I knew that this was God’s will and that only He could give us the strength to get through this. So everyday at the hospital with my dad, I would speak to God, asking Him to carry out His will but also to look after us as a family.
Somehow, amidst all the turmoil and trauma, our whole family managed to have this quiet confidence and strength in God and to trust that everything would be all right.
During this difficult time for us as a family, the brothers and sisters in the UK never failed to show us their love through their encouragement and prayers. Since my dad knew some of the brethren from when he was in Hong Kong, he, too, could feel their concern for him.
I believe that it was through their constant prayers for him that, thank God, three weeks before his death, my dad finally agreed to be baptized.
And through the amazing virtue of God, a few days before his baptism, my dad received the Holy Spirit in the hospital. God can truly bring people to believe in Him in the most profound ways.
SO MUCH MORE TO LEARN
Although it has been almost three years since my dad passed away and many adjustments have had to be made as a family, I am constantly reminded of how God graciously and freely extended His compassion to my family.
In retrospect, I have come to learn an immense amount about my family and myself through our spiritual journey. I have learned that my dad showed great strength of character throughout his life, right up to the point of his death.
And even before my dad came to believe in Christ, he showed some very Christian-like attributes, not only towards his family but to others as well. At his funeral, people came from afar to pay their respects to him, for he had touched many people with his generosity and kindness throughout his whole life.
As a family now, there seems to be a lot more hope and joy for us.

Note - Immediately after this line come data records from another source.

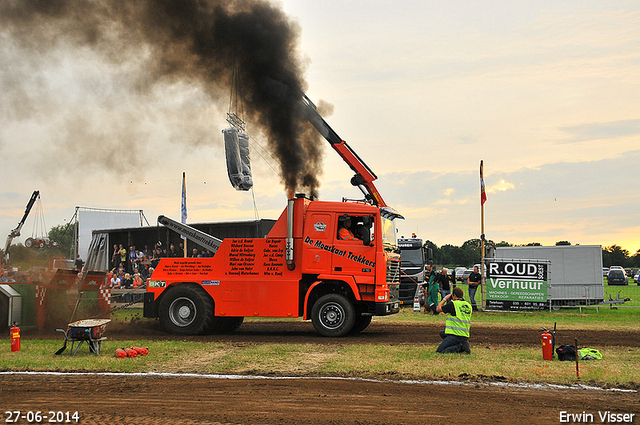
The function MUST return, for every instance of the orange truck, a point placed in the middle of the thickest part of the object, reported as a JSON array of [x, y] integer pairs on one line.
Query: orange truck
[[303, 268]]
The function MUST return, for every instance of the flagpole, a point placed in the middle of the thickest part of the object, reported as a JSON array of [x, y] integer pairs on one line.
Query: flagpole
[[483, 198], [183, 209]]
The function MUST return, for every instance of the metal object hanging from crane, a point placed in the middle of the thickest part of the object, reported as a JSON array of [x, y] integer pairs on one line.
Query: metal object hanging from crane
[[16, 232], [236, 147]]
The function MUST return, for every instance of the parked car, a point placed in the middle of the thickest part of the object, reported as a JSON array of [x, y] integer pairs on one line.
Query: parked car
[[617, 277]]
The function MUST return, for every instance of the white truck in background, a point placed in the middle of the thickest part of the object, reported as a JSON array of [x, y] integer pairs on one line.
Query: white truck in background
[[575, 276]]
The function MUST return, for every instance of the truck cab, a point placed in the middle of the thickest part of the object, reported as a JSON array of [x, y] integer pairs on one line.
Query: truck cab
[[412, 268], [338, 284]]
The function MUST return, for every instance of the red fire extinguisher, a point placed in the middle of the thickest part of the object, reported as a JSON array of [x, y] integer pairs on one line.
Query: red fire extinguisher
[[15, 338], [547, 346]]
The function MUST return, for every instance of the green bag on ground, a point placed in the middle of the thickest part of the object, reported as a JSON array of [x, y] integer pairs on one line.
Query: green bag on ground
[[589, 354]]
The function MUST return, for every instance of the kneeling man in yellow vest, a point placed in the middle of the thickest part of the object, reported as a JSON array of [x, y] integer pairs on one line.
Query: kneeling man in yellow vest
[[455, 336]]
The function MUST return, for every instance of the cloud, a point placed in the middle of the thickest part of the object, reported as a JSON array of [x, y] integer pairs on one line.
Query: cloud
[[599, 131], [501, 186]]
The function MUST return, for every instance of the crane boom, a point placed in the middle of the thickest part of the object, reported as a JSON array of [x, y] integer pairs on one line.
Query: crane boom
[[193, 234], [16, 232], [364, 177]]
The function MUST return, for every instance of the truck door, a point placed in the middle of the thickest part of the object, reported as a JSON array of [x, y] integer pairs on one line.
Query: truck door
[[353, 257], [317, 243]]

We are able to draw great comfort in knowing that God has given His salvation to my dad and that, at last, he is within the Lord.

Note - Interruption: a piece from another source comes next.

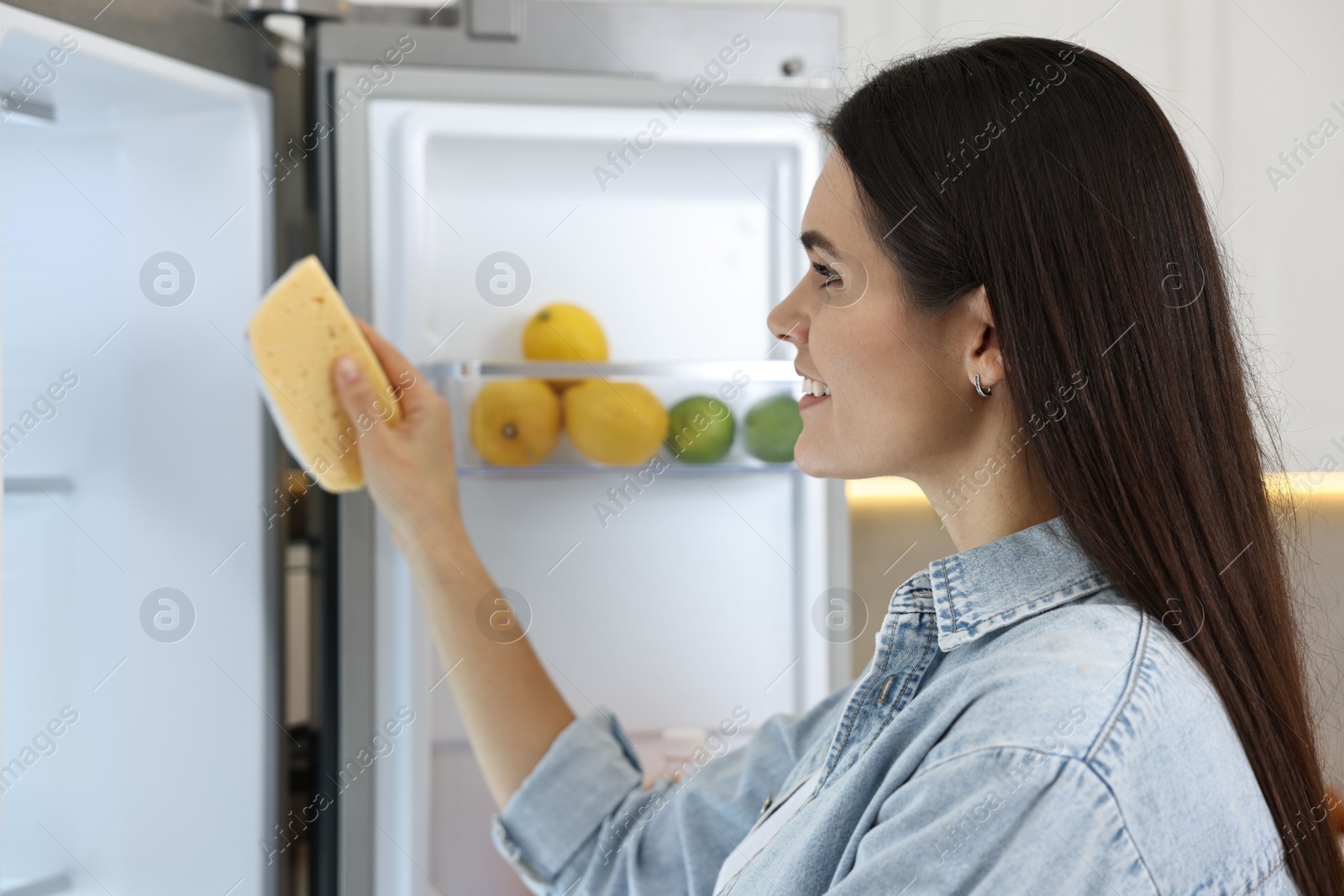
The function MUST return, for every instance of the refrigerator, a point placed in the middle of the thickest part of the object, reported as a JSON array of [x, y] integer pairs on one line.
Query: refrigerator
[[223, 653]]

There is certain incident in the Bible that I heard during a sermon, and it strikes a chord with me. 2 Kings 13:20, 21 records the story of how a dead man was revived by touching Elisha’s body.
It seems that by showing my dad His great mercy, God has given me another chance to revive my faith and zeal to follow Him. This is something that I truly hadn’t expected. Regardless, I am thankful that God has brought me to a better understanding of why I need to be a Christian.
Without the presence of God, my life would just be a meaningless sequence of events. However, His fathomless love for my family has shown me that it can be something greater.
God has abundantly and compassionately taken care of us, even before we came to believe in Him. Just as it is written in Ephesians 1:4, 5, He chose us even before the world was made.
It is God’s supreme and ultimate wish for us all, whom He lovingly created, to be reunited with Him for all eternity. It is up to us to choose to accept Him as our only Savior from this world.
For the LORD will again rejoice over you for good…if you turn to the LORD your God with all your heart and with all your soul. (Deut 30:9b, 10b)
And no matter how far we think we can run from Him, God, out of His all-encompassing love for us all, will constantly watch over us, waiting longingly for our return to Him.
God has provided every individual in this world a unique path in life to find Him. We just have to discover this path for ourselves and be willing to step with conviction onto our own paths to follow Christ in all sincerity.
Once on this path, we must help guide others to find their paths and support each other in our life journey.
Even after all these years of my baptism, I feel that I still have so much more to learn about the magnitude of God’s empowering and loving nature.
No matter how hopeless our life journey has become, we have only to remember that, in the depths of our despair, we will always have hope in the Lord. He will always be guarding and watching over us. We only have to look towards Him.
I will lift up my eyes to the hills –
From whence comes my help?
My help comes from the Lord,
Who made heaven and earth. (Ps 121:1, 2)
May all glory be unto our Lord. Hallelujah! Amen.